Saturday, August 22, 2009

The Blackbird Must Have Kissed You Last Night

The above is a saying in the South, used when talking about insomnia and the resulting black circles under your eyes.

Today was the Low Impact Vehicle show down at Seward Park.

I went down to visit Lucas and his paper mache truck, which turns the "truck's impact on the environment" on its head and showcases the "environment's impact on the truck." Rain, pollution, and high-mile freeway gulleys have soiled the pristine of the paper mache, to where now there is visible wear and tear.

We had a picnic of barbeque chicken, grilled zucchini, apricot kolaches, and a peach, goat cheese, and basil salad, which I highly recommend and have copied the recipe below:

Peach Salad with Wild Arugula, Goat Cheese, Almonds, and Basil

(Serves 2)

1 large bunch wild arugula (or use the regular supermarket arugula), stemmed
1 perfectly (not excessively) ripe peach, cut into thin wedges
A handful of blanched whole almonds, lightly toasted
A few very thin slices of red onion
About a half a small log of fresh goat cheese
A dozen basil leaves, left whole
1 teaspoon Spanish sherry vinegar
A few drops of balsamic vinegar
Black pepper
A pinch of grated nutmeg
2 tablespoons extra-virgin olive oil

Place the arugula in a medium-size salad bowl. Add the peach slices, the almonds, and the red onion. Crumble on the goat cheese, and add the basil leaves.

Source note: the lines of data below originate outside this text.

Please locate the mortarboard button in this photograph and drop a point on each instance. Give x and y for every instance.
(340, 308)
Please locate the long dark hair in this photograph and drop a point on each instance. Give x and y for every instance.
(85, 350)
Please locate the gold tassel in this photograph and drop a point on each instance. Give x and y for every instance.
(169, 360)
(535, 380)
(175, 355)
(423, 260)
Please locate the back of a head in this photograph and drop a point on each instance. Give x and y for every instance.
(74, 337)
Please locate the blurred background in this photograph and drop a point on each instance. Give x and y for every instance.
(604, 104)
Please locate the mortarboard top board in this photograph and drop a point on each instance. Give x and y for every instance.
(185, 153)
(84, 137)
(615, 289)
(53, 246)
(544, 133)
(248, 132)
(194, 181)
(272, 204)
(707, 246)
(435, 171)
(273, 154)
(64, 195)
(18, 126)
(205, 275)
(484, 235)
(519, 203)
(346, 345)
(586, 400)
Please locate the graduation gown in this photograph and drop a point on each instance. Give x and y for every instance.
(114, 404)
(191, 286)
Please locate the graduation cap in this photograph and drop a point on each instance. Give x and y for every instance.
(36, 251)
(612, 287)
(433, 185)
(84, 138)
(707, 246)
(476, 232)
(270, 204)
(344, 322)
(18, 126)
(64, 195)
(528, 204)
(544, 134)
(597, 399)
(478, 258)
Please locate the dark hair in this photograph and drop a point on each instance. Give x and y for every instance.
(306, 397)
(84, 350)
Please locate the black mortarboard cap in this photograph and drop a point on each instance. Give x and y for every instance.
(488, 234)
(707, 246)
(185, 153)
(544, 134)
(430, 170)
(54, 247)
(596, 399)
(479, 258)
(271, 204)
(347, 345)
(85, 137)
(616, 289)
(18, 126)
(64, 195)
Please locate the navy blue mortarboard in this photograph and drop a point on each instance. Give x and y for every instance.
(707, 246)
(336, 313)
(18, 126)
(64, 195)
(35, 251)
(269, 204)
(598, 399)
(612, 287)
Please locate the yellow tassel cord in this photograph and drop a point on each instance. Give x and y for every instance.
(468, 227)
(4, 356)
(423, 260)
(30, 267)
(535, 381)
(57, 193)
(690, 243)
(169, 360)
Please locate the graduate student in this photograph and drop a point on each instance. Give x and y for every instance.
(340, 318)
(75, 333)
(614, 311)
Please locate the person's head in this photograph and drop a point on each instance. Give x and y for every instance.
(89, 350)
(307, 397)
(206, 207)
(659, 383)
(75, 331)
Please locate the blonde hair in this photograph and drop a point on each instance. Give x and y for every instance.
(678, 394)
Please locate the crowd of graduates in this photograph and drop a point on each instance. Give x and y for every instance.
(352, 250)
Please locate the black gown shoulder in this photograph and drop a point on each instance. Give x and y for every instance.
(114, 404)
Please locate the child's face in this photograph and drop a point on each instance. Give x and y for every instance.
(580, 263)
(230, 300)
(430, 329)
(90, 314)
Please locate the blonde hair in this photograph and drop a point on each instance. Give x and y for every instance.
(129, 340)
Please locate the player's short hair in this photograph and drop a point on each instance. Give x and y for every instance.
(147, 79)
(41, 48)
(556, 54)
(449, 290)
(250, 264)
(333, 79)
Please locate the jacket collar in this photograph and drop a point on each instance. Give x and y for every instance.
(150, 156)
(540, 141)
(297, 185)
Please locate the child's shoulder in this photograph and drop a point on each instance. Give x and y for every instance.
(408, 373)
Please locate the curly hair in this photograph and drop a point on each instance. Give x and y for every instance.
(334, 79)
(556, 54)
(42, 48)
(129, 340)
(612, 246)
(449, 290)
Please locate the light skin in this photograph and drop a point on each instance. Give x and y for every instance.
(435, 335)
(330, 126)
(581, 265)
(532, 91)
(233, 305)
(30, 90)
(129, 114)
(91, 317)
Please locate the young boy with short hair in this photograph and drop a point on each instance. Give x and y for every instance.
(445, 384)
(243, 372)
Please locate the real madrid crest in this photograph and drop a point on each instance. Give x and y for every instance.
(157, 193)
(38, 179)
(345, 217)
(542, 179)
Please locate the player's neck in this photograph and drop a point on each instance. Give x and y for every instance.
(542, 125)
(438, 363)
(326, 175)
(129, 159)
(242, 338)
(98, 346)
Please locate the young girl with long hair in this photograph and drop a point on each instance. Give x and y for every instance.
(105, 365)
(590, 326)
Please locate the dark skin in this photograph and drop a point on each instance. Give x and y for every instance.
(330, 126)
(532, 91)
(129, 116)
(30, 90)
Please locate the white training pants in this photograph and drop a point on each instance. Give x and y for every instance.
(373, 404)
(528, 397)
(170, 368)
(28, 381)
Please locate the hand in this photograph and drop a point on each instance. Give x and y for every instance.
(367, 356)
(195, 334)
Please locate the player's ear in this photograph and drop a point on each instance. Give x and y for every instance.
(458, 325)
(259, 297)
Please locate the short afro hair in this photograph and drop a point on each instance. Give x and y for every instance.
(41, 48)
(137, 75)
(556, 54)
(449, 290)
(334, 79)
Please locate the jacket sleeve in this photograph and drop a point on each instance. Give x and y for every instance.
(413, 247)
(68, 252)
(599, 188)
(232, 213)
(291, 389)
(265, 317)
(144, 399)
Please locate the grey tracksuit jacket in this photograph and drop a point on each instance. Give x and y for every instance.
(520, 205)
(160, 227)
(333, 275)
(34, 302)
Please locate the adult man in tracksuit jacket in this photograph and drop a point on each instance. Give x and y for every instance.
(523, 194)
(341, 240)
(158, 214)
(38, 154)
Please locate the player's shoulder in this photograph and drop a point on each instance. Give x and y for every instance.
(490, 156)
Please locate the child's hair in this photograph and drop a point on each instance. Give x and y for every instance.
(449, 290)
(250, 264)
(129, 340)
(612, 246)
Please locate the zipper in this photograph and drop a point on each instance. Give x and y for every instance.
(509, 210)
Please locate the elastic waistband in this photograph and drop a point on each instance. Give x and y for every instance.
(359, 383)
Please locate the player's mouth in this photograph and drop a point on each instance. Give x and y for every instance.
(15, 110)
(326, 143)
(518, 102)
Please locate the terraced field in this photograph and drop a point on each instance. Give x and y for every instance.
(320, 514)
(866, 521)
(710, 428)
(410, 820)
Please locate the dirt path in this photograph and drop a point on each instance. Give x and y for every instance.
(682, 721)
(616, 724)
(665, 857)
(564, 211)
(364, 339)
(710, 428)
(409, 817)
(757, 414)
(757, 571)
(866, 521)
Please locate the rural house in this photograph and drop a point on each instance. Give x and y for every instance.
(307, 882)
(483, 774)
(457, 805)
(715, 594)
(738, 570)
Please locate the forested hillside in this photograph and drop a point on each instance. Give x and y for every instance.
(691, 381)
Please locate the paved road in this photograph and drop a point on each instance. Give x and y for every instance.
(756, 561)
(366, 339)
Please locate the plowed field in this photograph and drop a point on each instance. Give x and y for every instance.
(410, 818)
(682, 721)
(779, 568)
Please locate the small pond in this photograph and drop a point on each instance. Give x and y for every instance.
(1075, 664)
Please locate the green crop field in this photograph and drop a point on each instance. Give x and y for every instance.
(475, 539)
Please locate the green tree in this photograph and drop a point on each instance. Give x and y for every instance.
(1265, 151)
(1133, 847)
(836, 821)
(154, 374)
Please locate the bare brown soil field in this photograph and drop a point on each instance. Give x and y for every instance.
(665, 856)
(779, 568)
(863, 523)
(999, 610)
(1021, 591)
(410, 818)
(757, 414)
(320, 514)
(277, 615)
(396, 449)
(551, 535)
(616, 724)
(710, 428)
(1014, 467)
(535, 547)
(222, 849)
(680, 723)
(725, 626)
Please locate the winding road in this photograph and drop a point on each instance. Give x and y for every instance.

In a small bowl, whisk together the sherry and balsamic vinegar with the olive oil, and season it with salt, black pepper, and the nutmeg. Pour it over the salad, and toss gently. Serve right away.

Lucas won a beautiful trophy for his entry!

Next, Leila and Blaire joined us for a walk around Seward Park.

Blaire made a delicious salmon and creme fraiche dish for dinner, while Leila made a dangerous chocolate pudding cake for dessert. Lucas and Blaire taught us to play Hearts. The cake made for a giggly game.